Earlier forms of German applied an article (and different genders) to the names of countries, so Deutschland would have been das Deutschland, and Dänemark would have been die Dänemark. Today, most of these articles have vanished, although there are a few notable exceptions as in die Schweiz (Switzerland), der Irak (Iraq), and die Ukraine (Ukraine).

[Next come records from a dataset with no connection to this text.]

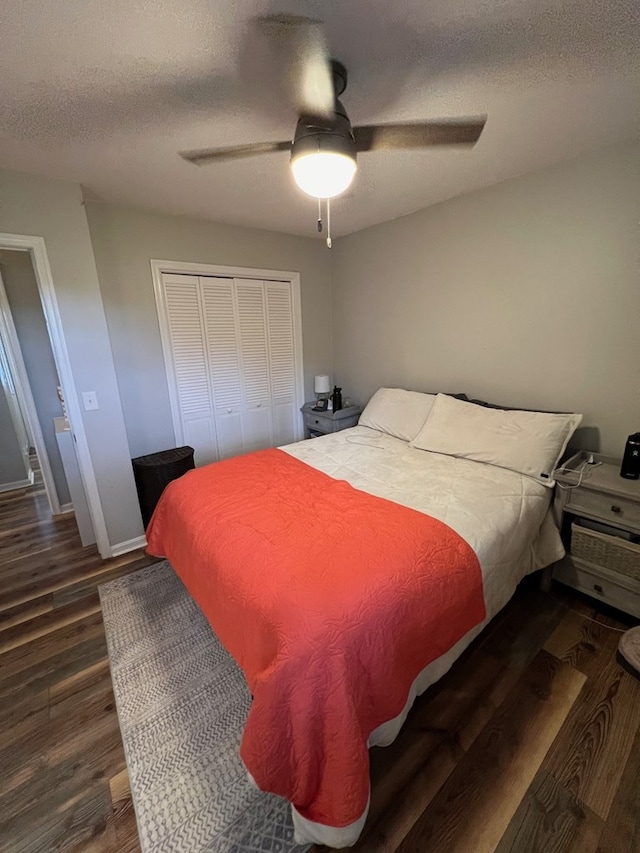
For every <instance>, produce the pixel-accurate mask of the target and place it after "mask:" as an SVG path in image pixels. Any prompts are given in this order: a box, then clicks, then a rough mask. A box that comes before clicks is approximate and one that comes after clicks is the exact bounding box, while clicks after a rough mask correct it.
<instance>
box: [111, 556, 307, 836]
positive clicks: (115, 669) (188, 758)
mask: <svg viewBox="0 0 640 853" xmlns="http://www.w3.org/2000/svg"><path fill="white" fill-rule="evenodd" d="M99 591H100V601H101V603H102V612H103V616H104V624H105V631H106V635H107V644H108V647H109V662H110V665H111V676H112V679H113V689H114V693H115V697H116V706H117V709H118V719H119V721H120V730H121V732H122V739H123V742H124V749H125V755H126V759H127V767H128V768H129V777H130V780H131V791H132V795H133V804H134V807H135V812H136V819H137V822H138V832H139V835H140V842H141V845H142V850H143V853H169V851H171V853H201V851H211V853H267V851H268V853H294V851H295V853H302V851H304V850H307V849H308V846H304V847H303V846H300V845H297V844H295V842H294V840H293V825H292V823H291V814H290V809H289V805H288V803H286V802H285V801H284V800H282V799H281V798H280V797H275V796H273V795H271V794H264V793H261V792H260V791H257V790H256V789H255V788H254V787H253V786H252V785H251V783H250V782H249V781H248V779H247V775H246V772H245V769H244V766H243V765H242V763H241V761H240V757H239V747H240V739H241V736H242V730H243V728H244V723H245V720H246V717H247V713H248V711H249V706H250V703H251V697H250V694H249V690H248V688H247V685H246V683H245V680H244V677H243V675H242V672H241V671H240V669H239V668H238V666H237V665H236V663H235V662H234V660H233V659H232V658H231V656H230V655H229V654H228V653H227V652H226V651H225V649H224V648H223V647H222V646H221V644H220V642H219V641H218V639H217V637H216V636H215V634H214V633H213V631H212V630H211V628H210V627H209V624H208V622H207V621H206V619H205V617H204V616H203V615H202V613H201V612H200V610H199V609H198V607H197V606H196V604H195V603H194V602H193V600H192V599H191V597H190V596H189V594H188V592H187V591H186V589H185V587H184V586H183V584H182V582H181V581H180V580H179V578H178V577H177V575H176V574H175V572H174V571H173V569H172V568H171V566H170V564H169V563H168V562H166V561H165V562H162V563H156V564H155V565H152V566H148V567H147V568H144V569H141V570H140V571H138V572H136V573H135V574H132V575H127V576H126V577H122V578H118V579H117V580H115V581H111V582H110V583H107V584H103V585H102V586H100V588H99Z"/></svg>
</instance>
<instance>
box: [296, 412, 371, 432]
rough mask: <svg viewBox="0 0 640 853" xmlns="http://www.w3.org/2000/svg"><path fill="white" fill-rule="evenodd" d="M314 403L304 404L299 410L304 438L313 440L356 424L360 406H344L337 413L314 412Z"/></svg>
mask: <svg viewBox="0 0 640 853" xmlns="http://www.w3.org/2000/svg"><path fill="white" fill-rule="evenodd" d="M314 406H315V403H305V404H304V406H303V407H302V408H301V409H300V411H301V412H302V420H303V421H304V431H305V438H315V437H316V436H318V435H328V434H329V433H332V432H339V431H340V430H341V429H349V427H352V426H355V425H356V424H357V423H358V418H359V417H360V412H361V411H362V408H361V407H360V406H345V408H344V409H338V411H337V412H314V411H313V407H314Z"/></svg>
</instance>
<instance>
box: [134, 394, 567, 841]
mask: <svg viewBox="0 0 640 853" xmlns="http://www.w3.org/2000/svg"><path fill="white" fill-rule="evenodd" d="M579 422H580V416H579V415H555V414H547V413H517V412H513V411H508V412H498V411H494V410H491V411H487V410H485V409H483V407H481V406H478V405H474V404H471V403H467V402H462V401H460V400H455V399H453V398H452V397H449V396H447V395H437V396H436V395H426V394H417V393H415V392H407V391H404V390H402V389H380V391H378V392H377V394H376V395H374V398H372V401H371V402H370V403H369V405H368V406H367V408H366V409H365V411H364V413H363V416H362V417H361V421H360V424H359V425H358V426H357V427H354V428H352V429H348V430H344V431H343V432H339V433H336V434H333V435H328V436H324V437H320V438H315V439H311V440H308V441H304V442H299V443H297V444H292V445H287V446H285V447H282V448H279V449H273V450H267V451H260V452H258V453H254V454H249V455H247V456H244V457H238V458H236V459H232V460H227V461H225V462H221V463H215V464H214V465H211V466H206V467H205V468H201V469H197V470H196V471H192V472H189V473H188V474H187V475H185V476H184V477H182V478H180V479H179V480H177V481H175V482H174V483H172V484H170V486H169V487H168V488H167V489H166V491H165V493H164V495H163V497H162V499H161V501H160V503H159V504H158V507H157V508H156V512H155V513H154V516H153V518H152V521H151V524H150V526H149V529H148V531H147V539H148V550H149V551H150V552H151V553H152V554H155V555H157V556H162V557H166V558H167V559H169V560H170V562H171V564H172V565H173V567H174V569H175V570H176V572H177V573H178V575H179V576H180V577H181V579H182V580H183V582H184V583H185V585H186V587H187V589H188V590H189V592H190V594H191V595H192V596H193V598H194V599H195V600H196V602H197V603H198V604H199V606H200V608H201V609H202V610H203V612H204V614H205V616H206V617H207V618H208V620H209V622H210V624H211V625H212V627H213V629H214V630H215V631H216V633H217V634H218V636H219V637H220V639H221V641H222V642H223V644H224V645H225V646H226V647H227V648H228V650H229V651H230V652H231V654H232V655H233V656H234V657H235V659H236V661H237V662H238V663H239V665H240V666H241V667H242V669H243V671H244V672H245V676H246V677H247V682H248V684H249V687H250V689H251V691H252V693H253V696H254V701H253V704H252V708H251V712H250V714H249V718H248V720H247V724H246V727H245V732H244V736H243V742H242V747H241V756H242V758H243V761H244V763H245V766H246V767H247V771H248V773H249V774H250V776H251V777H252V778H253V779H254V781H255V783H256V784H257V785H258V787H260V788H261V789H263V790H269V791H272V792H273V793H276V794H279V795H281V796H284V797H286V798H287V799H288V800H289V801H290V802H291V804H292V816H293V822H294V827H295V832H296V840H297V841H298V842H300V843H305V842H312V843H313V842H315V843H322V844H327V845H329V846H331V847H345V846H349V845H351V844H354V843H355V841H356V840H357V838H358V836H359V835H360V832H361V831H362V828H363V826H364V822H365V820H366V816H367V810H368V799H369V788H368V779H369V775H368V773H369V767H368V747H370V746H372V745H386V744H388V743H390V742H391V741H393V739H394V738H395V736H396V735H397V733H398V731H399V730H400V728H401V726H402V723H403V722H404V720H405V718H406V716H407V714H408V712H409V709H410V708H411V705H412V704H413V701H414V700H415V697H416V696H417V695H419V694H420V693H422V692H423V691H424V690H426V689H427V687H429V685H431V684H433V683H434V682H435V681H436V680H438V679H439V678H440V677H441V676H442V675H443V674H444V673H445V672H446V671H447V670H448V669H449V668H450V666H451V665H452V664H453V662H454V661H455V660H456V659H457V657H458V656H459V655H460V654H461V653H462V651H463V650H464V649H465V648H466V647H467V646H468V645H469V643H470V642H471V641H472V640H473V638H474V637H475V636H477V635H478V634H479V633H480V631H481V630H482V628H483V627H484V625H486V623H487V622H488V621H489V620H490V619H491V618H492V617H493V616H494V615H495V614H496V613H497V612H498V611H499V610H500V609H501V608H502V607H503V606H504V605H505V604H506V603H507V602H508V600H509V599H510V597H511V596H512V594H513V592H514V590H515V588H516V586H517V584H518V583H519V581H520V580H521V579H522V578H523V577H524V576H525V575H526V574H528V573H530V572H532V571H535V570H537V569H541V568H544V567H546V566H548V565H550V564H551V563H553V562H554V561H556V560H558V559H560V558H561V557H562V556H563V553H564V550H563V546H562V542H561V540H560V536H559V533H558V530H557V529H556V527H555V525H554V522H553V520H552V516H551V512H550V503H551V495H552V489H551V488H550V486H552V485H553V470H554V468H555V467H556V465H557V464H558V460H559V459H560V457H561V456H562V454H563V452H564V450H565V448H566V445H567V443H568V441H569V438H570V437H571V434H572V433H573V431H574V430H575V428H576V427H577V425H578V424H579ZM514 469H515V470H514Z"/></svg>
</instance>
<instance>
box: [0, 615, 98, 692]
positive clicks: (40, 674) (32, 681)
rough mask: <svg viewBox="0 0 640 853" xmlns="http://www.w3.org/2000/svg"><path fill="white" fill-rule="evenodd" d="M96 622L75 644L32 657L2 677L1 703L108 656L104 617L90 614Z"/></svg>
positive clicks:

The difference in functional application of definite articles between languages — and the perils of getting it wrong — is the theme of an article by Mirjam Schmuck, who describes how Donald Trump’s use of the definite article before the phrase “African Americans” prompted accusations of racism for a usage that “would probably have gone unnoticed in German”. Such was the outrage in the USA that screenwriter and author Shonda Rhimes did not even need to reference Trump in a tweet to her 1.9 million followers saying, “I REALLY need him to stop calling me ‘THE African-Americans’ because ARE YOU KIDDING ME?”
Returning to the use of definite article with individual names, Schmuck suggests the usage is most common in southern German dialects, including Swiss German and Austrian-Bavarian. By contrast, she suggests that use of the definite article with a name might have a “derogatory connotation” in the north and remains uncommon, with central German representing a transitional area between these two preferred styles. The definite article can also be used with someone’s full name, as demonstrated in an article documenting different usages by the Leibniz-Institut für Deutsche Sprache. One example they provide includes a passage of reported speech in the newspaper Mannheimer Morgen, in which the German prime minister is referred to with a preceding definite article, “wir gehen davon aus, daß die Angela Merkel ihr Weisungsrecht nutzen wird” (“we assume that [the] Angela Merkel will exercise her right of instruction”).
Why is this feature not simply referred to as a definite article with an unusual function? Damaris Nübling offers an explanation “As names are always inherently definite, the function of this article cannot be to mark definiteness”. Instead, the onymic article is regarded as being part of the name: in some cases, it is obligatory, in other cases — as with personal names — it is more of a regional quirk.